Not unzipping, corrupt, all kinds. I've had to redownload many times. Tried several magnets. Extracting issues.

It's just a shit ton of data. 9 is still in a haphazard state.

[–] untitled_backer@lemmy.ml 1 points 1 month ago (1 children)

Have you seen this?

https://github.com/yung-megafone/Epstein-Files

[–] TropicalDingdong@lemmy.world 2 points 1 month ago (1 children)

I.. I posted that?

[–] untitled_backer@lemmy.ml 0 points 1 month ago (1 children)

... So you did. I guess I was responding to your comment, forgot to read the thread. That's embarrassing. Not sure why you had problems. Are you still having trouble?

[–] TropicalDingdong@lemmy.world 2 points 1 month ago (1 children)

I got a version of 9 done. I think its the best up to date version, but not sure yet. This is... its an extraordinary amount of data.

I've got a 42 TB NAS and a processing machine that I can run up to 128gb vram machine learning models on locally.

I'm trying to use datashare (https://datashare.icij.org/) to organize/ index the records, but its been a bit of a disaster. I'm constantly having to restart/ rebuild the docker container because it gets into a bad/ hung state.

I had originally planned to just develop a postgres to index/ support analysis, but thought datashare could simplify this. Its not been good. It hangs when indexing documents. Also, none of the plug-ins seem to really work, but I appreciate it as an opensource concept.

I suppose I could just be hitting the .justice files directly.. but that seems problematic for several other reasons. First, document integrity. I don't trust them. Two, tracking. They'll almost certainly be able to reverse engineer a list of who is examining this data.

All in all, I have the gear to do this homelab style, I have the analysis expertise, and even though I shouldn't, I can put time into doing aspects of this.

I still need to follow up on datasets 11 and 12, but I've got 1-10 extracted and indexed.

I could use help though, if in nothing else, to have a conversation partner. Right now I've been focused almost exclusively on getting the data onto the stacks and figuring out an indexing solution. Beyond that I've poked around the .justice site and while listening to podcasts have pursued some keywords. But those don't compose a coherent analytical framework.

I did this a while back: https://codeberg.org/sillyhonu/Image_OCR_Processing_Epstein

Now these have been OCR"d already, but honestly, its kinda shit, and there are some real gaps in these data. In the codeberg example, I did that with rented compute. If I use my machine, I can push MUCH harder.

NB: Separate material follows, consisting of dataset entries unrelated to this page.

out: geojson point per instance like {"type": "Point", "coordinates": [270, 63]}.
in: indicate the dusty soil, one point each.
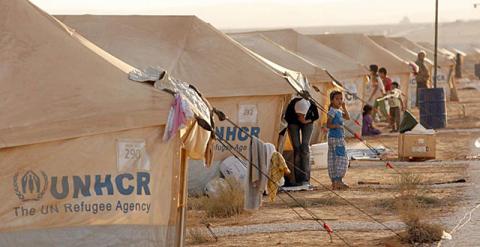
{"type": "Point", "coordinates": [373, 189]}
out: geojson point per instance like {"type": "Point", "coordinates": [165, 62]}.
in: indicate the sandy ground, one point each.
{"type": "Point", "coordinates": [375, 199]}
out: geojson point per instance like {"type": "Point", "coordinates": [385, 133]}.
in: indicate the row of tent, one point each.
{"type": "Point", "coordinates": [68, 109]}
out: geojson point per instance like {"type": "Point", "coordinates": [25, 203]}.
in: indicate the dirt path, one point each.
{"type": "Point", "coordinates": [468, 234]}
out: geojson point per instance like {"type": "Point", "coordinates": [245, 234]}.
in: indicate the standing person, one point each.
{"type": "Point", "coordinates": [300, 115]}
{"type": "Point", "coordinates": [423, 75]}
{"type": "Point", "coordinates": [378, 89]}
{"type": "Point", "coordinates": [396, 106]}
{"type": "Point", "coordinates": [337, 153]}
{"type": "Point", "coordinates": [367, 122]}
{"type": "Point", "coordinates": [387, 82]}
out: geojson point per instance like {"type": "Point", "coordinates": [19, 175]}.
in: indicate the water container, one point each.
{"type": "Point", "coordinates": [319, 154]}
{"type": "Point", "coordinates": [408, 122]}
{"type": "Point", "coordinates": [433, 113]}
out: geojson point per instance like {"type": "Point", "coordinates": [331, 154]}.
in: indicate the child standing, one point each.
{"type": "Point", "coordinates": [337, 154]}
{"type": "Point", "coordinates": [396, 106]}
{"type": "Point", "coordinates": [367, 123]}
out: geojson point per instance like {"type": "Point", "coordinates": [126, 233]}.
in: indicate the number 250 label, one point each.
{"type": "Point", "coordinates": [132, 155]}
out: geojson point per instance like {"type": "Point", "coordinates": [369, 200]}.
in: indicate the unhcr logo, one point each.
{"type": "Point", "coordinates": [30, 186]}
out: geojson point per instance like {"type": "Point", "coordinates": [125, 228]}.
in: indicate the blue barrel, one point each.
{"type": "Point", "coordinates": [433, 113]}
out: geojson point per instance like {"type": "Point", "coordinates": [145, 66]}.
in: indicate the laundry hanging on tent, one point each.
{"type": "Point", "coordinates": [180, 113]}
{"type": "Point", "coordinates": [278, 169]}
{"type": "Point", "coordinates": [190, 113]}
{"type": "Point", "coordinates": [260, 155]}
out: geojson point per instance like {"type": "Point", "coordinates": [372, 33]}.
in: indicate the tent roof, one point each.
{"type": "Point", "coordinates": [265, 47]}
{"type": "Point", "coordinates": [190, 49]}
{"type": "Point", "coordinates": [322, 56]}
{"type": "Point", "coordinates": [395, 47]}
{"type": "Point", "coordinates": [442, 60]}
{"type": "Point", "coordinates": [364, 50]}
{"type": "Point", "coordinates": [53, 87]}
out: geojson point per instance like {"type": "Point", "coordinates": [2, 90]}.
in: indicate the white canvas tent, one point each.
{"type": "Point", "coordinates": [444, 59]}
{"type": "Point", "coordinates": [81, 151]}
{"type": "Point", "coordinates": [250, 91]}
{"type": "Point", "coordinates": [265, 47]}
{"type": "Point", "coordinates": [366, 51]}
{"type": "Point", "coordinates": [348, 72]}
{"type": "Point", "coordinates": [396, 48]}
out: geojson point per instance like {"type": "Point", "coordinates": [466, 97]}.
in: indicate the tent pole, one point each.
{"type": "Point", "coordinates": [436, 46]}
{"type": "Point", "coordinates": [182, 199]}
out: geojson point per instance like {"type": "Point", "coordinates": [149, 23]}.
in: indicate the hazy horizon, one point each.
{"type": "Point", "coordinates": [235, 14]}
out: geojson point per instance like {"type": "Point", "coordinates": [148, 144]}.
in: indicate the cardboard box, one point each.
{"type": "Point", "coordinates": [416, 146]}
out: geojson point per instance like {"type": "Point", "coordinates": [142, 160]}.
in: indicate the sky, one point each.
{"type": "Point", "coordinates": [278, 13]}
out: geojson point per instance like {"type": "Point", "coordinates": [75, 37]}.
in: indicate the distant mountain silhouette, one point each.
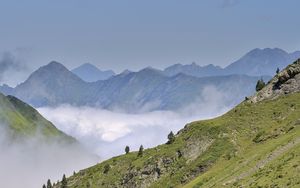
{"type": "Point", "coordinates": [145, 90]}
{"type": "Point", "coordinates": [91, 73]}
{"type": "Point", "coordinates": [257, 62]}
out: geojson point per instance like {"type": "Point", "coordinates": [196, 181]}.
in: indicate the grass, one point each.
{"type": "Point", "coordinates": [23, 121]}
{"type": "Point", "coordinates": [212, 153]}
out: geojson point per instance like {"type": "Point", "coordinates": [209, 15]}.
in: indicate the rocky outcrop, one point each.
{"type": "Point", "coordinates": [285, 82]}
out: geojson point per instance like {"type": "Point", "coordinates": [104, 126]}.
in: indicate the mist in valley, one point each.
{"type": "Point", "coordinates": [31, 162]}
{"type": "Point", "coordinates": [108, 132]}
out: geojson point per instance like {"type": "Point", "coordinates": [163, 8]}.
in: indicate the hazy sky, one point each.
{"type": "Point", "coordinates": [120, 34]}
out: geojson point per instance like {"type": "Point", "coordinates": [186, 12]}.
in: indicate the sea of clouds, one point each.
{"type": "Point", "coordinates": [108, 132]}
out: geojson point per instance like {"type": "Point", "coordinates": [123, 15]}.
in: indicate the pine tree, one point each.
{"type": "Point", "coordinates": [64, 182]}
{"type": "Point", "coordinates": [49, 184]}
{"type": "Point", "coordinates": [140, 153]}
{"type": "Point", "coordinates": [127, 149]}
{"type": "Point", "coordinates": [171, 138]}
{"type": "Point", "coordinates": [260, 84]}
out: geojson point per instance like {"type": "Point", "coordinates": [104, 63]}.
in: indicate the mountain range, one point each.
{"type": "Point", "coordinates": [256, 144]}
{"type": "Point", "coordinates": [22, 121]}
{"type": "Point", "coordinates": [145, 90]}
{"type": "Point", "coordinates": [175, 87]}
{"type": "Point", "coordinates": [91, 73]}
{"type": "Point", "coordinates": [257, 62]}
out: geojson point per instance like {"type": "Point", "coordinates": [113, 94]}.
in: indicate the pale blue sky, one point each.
{"type": "Point", "coordinates": [121, 34]}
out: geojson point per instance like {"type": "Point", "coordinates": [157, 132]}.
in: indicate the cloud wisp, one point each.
{"type": "Point", "coordinates": [107, 132]}
{"type": "Point", "coordinates": [31, 162]}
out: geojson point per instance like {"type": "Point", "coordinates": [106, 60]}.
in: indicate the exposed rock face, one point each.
{"type": "Point", "coordinates": [285, 82]}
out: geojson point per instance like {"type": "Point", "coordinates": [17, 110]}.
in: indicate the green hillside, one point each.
{"type": "Point", "coordinates": [256, 144]}
{"type": "Point", "coordinates": [21, 120]}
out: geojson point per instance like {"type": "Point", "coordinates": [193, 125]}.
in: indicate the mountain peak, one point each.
{"type": "Point", "coordinates": [90, 73]}
{"type": "Point", "coordinates": [285, 82]}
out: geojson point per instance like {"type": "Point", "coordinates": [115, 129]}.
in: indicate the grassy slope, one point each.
{"type": "Point", "coordinates": [20, 119]}
{"type": "Point", "coordinates": [214, 153]}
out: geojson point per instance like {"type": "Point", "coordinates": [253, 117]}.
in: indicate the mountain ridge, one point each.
{"type": "Point", "coordinates": [91, 73]}
{"type": "Point", "coordinates": [148, 89]}
{"type": "Point", "coordinates": [222, 152]}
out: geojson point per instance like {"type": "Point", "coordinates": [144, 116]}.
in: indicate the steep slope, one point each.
{"type": "Point", "coordinates": [146, 90]}
{"type": "Point", "coordinates": [194, 70]}
{"type": "Point", "coordinates": [90, 73]}
{"type": "Point", "coordinates": [259, 62]}
{"type": "Point", "coordinates": [50, 85]}
{"type": "Point", "coordinates": [21, 121]}
{"type": "Point", "coordinates": [256, 144]}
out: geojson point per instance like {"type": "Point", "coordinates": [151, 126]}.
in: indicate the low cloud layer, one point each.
{"type": "Point", "coordinates": [13, 63]}
{"type": "Point", "coordinates": [107, 132]}
{"type": "Point", "coordinates": [32, 162]}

My thinking first is to try and collate entities, emails, phone numbers, ip's, and addresses. Then separately, dates and times. Right now one of the most difficult challenges with these data is an inability to sort by time. I'd like to address that.

My thinking is to build out a postgres db of these. This is going to require some fuzzy matching for partial reads. We can assume ALL OCR is going to fail to some degree.

Another reason to take a fuzzy matching approach would be to try and in-fill/ de anonymize the redactions. There are enough flaws and faults the manner of the redactions, when you get some sets of documents, you can effectively infer and fill in what should go in the gaps.

Anyways. What would be extremely helpful would be to have some conversations on how to approach this.

[–] ChunkMcHorkle@lemmy.world 1 points 1 month ago

This is amazing work. Thank you for taking the time and trouble.